Hearing the words “Your child has been diagnosed with __________________, is generally no ones’ idea of great news. Yet, it also doesn’t have to be the worse news you’ll receive in your child’s life. You may feel any combination of emotions, including: guilt, sadness, anger, depression, desperation, hopelessness, resentment, loneliness, shock, denial, or have other emotions similar to these. The important thing for you to know is that all of these feelings are NORMAL. Just remember that learning to cope with the diagnosis needs to be done at your own pace.

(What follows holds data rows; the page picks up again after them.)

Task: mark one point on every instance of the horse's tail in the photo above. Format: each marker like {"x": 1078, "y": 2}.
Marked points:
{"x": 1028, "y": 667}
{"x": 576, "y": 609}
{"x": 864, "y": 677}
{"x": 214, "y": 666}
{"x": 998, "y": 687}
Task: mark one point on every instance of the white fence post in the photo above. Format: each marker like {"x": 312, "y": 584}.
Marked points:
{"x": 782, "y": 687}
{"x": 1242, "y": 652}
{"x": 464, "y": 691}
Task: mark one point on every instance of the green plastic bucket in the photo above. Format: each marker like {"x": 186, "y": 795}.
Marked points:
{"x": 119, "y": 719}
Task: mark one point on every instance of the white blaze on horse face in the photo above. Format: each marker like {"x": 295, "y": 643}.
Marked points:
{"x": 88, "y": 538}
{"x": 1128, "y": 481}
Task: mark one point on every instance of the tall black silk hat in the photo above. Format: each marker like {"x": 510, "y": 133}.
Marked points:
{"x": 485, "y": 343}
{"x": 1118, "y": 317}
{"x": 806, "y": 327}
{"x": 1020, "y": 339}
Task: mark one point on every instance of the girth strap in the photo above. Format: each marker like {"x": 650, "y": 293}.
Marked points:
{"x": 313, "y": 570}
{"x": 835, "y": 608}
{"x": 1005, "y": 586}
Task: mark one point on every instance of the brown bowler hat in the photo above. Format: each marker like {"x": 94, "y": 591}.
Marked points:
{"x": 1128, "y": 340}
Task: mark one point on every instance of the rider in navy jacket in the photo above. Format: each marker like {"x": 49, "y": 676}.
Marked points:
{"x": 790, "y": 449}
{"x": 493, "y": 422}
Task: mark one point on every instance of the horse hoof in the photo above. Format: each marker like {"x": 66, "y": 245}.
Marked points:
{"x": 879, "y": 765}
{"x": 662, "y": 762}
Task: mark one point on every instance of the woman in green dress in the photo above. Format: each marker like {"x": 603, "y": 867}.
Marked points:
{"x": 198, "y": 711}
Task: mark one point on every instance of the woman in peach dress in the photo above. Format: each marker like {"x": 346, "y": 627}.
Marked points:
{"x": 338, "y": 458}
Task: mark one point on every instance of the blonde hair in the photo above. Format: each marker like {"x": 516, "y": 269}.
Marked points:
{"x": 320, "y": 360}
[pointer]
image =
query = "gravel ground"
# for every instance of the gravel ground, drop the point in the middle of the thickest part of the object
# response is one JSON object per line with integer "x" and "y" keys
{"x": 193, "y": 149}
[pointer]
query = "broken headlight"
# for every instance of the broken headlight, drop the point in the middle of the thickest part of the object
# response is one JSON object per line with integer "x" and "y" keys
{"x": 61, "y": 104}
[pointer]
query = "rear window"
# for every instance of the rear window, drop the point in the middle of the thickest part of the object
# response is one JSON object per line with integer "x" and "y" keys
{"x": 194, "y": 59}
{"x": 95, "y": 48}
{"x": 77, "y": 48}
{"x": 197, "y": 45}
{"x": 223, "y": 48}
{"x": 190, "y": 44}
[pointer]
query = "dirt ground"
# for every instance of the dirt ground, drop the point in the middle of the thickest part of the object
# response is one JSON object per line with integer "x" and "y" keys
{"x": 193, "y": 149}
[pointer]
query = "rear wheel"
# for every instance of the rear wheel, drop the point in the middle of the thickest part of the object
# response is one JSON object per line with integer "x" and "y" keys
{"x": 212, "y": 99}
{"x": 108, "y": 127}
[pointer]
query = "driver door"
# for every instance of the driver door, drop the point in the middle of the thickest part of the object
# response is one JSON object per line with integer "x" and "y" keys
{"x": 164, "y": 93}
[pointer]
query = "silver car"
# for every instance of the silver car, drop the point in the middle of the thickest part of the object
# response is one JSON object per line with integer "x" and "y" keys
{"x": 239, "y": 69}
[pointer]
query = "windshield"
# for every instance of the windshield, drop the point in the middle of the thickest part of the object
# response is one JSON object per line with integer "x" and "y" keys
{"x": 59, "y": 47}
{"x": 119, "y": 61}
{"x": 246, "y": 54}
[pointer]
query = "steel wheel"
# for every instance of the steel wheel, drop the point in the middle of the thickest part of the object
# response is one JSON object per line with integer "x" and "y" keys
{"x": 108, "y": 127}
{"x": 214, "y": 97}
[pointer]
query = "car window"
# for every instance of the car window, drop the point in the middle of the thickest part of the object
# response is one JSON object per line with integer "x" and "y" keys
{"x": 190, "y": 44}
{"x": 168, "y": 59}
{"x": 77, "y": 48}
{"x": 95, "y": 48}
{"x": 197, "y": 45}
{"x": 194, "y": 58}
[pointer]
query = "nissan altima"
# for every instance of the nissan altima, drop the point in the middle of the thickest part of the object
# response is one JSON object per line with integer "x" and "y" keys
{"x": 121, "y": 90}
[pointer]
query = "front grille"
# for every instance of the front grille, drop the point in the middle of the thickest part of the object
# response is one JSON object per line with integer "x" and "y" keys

While this is an incredibly emotional time, it is vital to create an action plan and get moving. The hard truth is that a great deal of your child’s progress is directly related to the steps you in dealing with their diagnosis. In my practice, I’ve identified a few simple steps that can help to relieve some of the stress involved. Of the families I’ve advised with these steps, those who put them into practice had many more positive outcomes than those that didn’t.

Here are the helpful tips to get you started:

1. See the individual, not the diagnosis: Your child is the same awesome being he/she was before receiving the diagnosis. Keeping this in mind first and foremost will allow you to identify your child’s strengths and weaknesses. Then you’ll be able to work from their strengths to develop new skills.

2. Get informed: Learn as much as you can about your child’s diagnosis. Not to worry, you won’t have to memorize everything; you’ll just need to know enough to ask informed questions. This will allow for clearer communication between you and those that service your child including doctors and therapists (OT, ABA, SLP, etc.).

3. Become your child’s advocate: You are the expert on your child! There are many components to becoming a great advocate for your child. One of the most important practices would be: KEEP GOOD RECORDS. Beginning this practice will save you countless hours and stress in the long run. Get a binder and a hole-puncher so that you can keep the paperwork in one place. As the binder begins to fill, you can organize it by categories.

I sincerely hope that these tips help set you up to get on your way. Together, let’s take charge of the future of individuals with Autism or other Special Needs because if we don’t do it, who will?!